The application I decided to build was a code editor based with real-time collaboration capabilities. Following the hacking traditions and for the ease of remembrance, this project was code named "Realie" (it was the zillionth time the name was changed and hope it would stick this time).

Rather than developing the project behind closed doors and finally presenting a thesis (which would be utterly boring), I thought of building the project in open, by sharing the code and discussing design decisions with the community. I believe what it really matters is the experience and knowledge I could gather from this, rather than the final grade I would get for this.

So lets start by looking at the initial data structure and storage decisions.

What is Realie?

Most of you may have heard or already using Google Wave & Etherpad. Realie also got inspired from those two projects. While, Google Wave & Etherpad are known to be real-time collaborative editors(or canvases) for general public, with Realie we try to cater the niche of hackers & developers. As we know development process is already a collaborative process, which involves lot of real-time communication & decision making. As developers we know this process is not seamless and painstaking. This is the void which Realie tries fill.

Putting it to simple terms, Realie would be like pastie or gist where multiple people could view and edit at the same time. There would be more other jazzy features in the project, but this would be the essence of it. Imagine how such a tool would make your remote pair-programming, code reviewing & brainstorming sessions a breeze?

Starting from the scratch

As I was starting the project, Google acquired Etherpad and that action made Etherpad to release their code as open-source. Though, it sounded a perfect opportunity for me to fork their code and get my project done, I decided to start from the scratch. Etherpad is a grown project and they have already made certain design decisions. Adopting from them, wouldn't help me to gain any experiences on the implications of designing a real-time system or to explore better ways of doing things.

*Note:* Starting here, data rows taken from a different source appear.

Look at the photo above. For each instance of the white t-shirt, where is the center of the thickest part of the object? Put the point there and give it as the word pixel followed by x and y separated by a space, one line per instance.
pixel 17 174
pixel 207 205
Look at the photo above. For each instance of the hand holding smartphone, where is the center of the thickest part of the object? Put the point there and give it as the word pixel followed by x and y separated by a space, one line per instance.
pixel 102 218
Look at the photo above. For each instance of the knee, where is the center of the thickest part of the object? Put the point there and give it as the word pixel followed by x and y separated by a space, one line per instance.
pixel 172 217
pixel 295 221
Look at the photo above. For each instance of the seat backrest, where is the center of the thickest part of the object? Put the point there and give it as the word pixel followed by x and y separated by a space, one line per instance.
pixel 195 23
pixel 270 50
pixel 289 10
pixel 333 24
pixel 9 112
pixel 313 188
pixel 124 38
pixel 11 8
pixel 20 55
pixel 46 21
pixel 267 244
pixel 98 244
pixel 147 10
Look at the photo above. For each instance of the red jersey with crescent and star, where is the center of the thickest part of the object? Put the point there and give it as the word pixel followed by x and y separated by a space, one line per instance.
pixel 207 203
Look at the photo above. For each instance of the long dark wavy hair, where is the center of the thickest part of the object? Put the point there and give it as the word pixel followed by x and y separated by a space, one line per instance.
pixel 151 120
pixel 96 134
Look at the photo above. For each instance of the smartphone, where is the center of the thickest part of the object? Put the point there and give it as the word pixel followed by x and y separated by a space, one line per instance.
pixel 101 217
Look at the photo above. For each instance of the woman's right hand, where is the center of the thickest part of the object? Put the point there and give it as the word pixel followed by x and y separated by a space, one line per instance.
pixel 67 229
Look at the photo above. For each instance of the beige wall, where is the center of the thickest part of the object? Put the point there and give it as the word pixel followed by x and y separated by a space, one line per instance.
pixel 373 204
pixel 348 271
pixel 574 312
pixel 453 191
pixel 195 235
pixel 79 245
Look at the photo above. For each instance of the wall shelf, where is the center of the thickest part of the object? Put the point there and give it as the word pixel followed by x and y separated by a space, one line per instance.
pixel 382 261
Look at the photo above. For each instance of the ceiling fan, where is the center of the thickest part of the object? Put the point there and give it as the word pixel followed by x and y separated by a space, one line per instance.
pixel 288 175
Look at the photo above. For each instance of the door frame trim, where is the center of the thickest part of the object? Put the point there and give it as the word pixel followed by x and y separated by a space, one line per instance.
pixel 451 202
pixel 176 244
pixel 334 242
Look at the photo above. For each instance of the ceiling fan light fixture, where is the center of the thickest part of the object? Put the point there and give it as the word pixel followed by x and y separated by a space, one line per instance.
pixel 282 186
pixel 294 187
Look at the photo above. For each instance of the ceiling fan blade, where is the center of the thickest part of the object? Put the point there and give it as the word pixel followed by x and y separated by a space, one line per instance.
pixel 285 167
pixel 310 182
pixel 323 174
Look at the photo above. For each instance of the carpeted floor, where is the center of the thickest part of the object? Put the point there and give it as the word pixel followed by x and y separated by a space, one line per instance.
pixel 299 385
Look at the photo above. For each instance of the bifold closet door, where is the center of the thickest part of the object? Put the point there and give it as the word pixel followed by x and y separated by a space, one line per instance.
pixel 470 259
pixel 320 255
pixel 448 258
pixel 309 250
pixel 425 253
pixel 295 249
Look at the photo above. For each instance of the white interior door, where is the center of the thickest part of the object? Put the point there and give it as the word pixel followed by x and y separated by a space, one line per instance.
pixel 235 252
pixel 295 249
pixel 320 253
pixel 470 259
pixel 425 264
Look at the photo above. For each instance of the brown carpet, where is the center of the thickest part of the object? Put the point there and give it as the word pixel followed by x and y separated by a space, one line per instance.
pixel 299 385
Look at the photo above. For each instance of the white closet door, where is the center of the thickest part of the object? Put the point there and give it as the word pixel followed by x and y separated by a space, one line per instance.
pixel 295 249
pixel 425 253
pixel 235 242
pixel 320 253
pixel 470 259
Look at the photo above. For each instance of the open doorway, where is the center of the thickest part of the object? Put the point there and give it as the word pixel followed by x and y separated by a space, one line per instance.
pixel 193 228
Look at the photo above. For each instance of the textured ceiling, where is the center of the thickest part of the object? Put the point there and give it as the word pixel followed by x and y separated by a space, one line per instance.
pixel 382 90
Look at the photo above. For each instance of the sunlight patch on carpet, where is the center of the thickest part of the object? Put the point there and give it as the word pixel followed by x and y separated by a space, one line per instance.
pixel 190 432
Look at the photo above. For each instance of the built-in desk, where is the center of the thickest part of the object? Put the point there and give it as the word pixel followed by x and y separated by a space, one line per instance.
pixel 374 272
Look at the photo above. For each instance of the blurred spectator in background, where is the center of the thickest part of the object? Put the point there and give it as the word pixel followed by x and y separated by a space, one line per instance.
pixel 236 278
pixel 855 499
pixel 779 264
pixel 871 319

One of the first challenges I had to face was on deciding the data storage mechanism I'm going to adopt for this project. My initial idea was to create each editing pad as a physical file in the system and track the changes each user would be doing using Git. This sounded very unrealistic as disk IO would be very slow and executing git commands via shell would be even more slower!

Relational databases as storage medium doesn't seem to be a good for the task, since we should be doing massive writes and continuous querying. The best option in this scenario was to use a key-value based storage.

Choosing Redis

I got convinced to use Redis as the data store, after hearing lot of good about it and further seeing some impressive benchmarks.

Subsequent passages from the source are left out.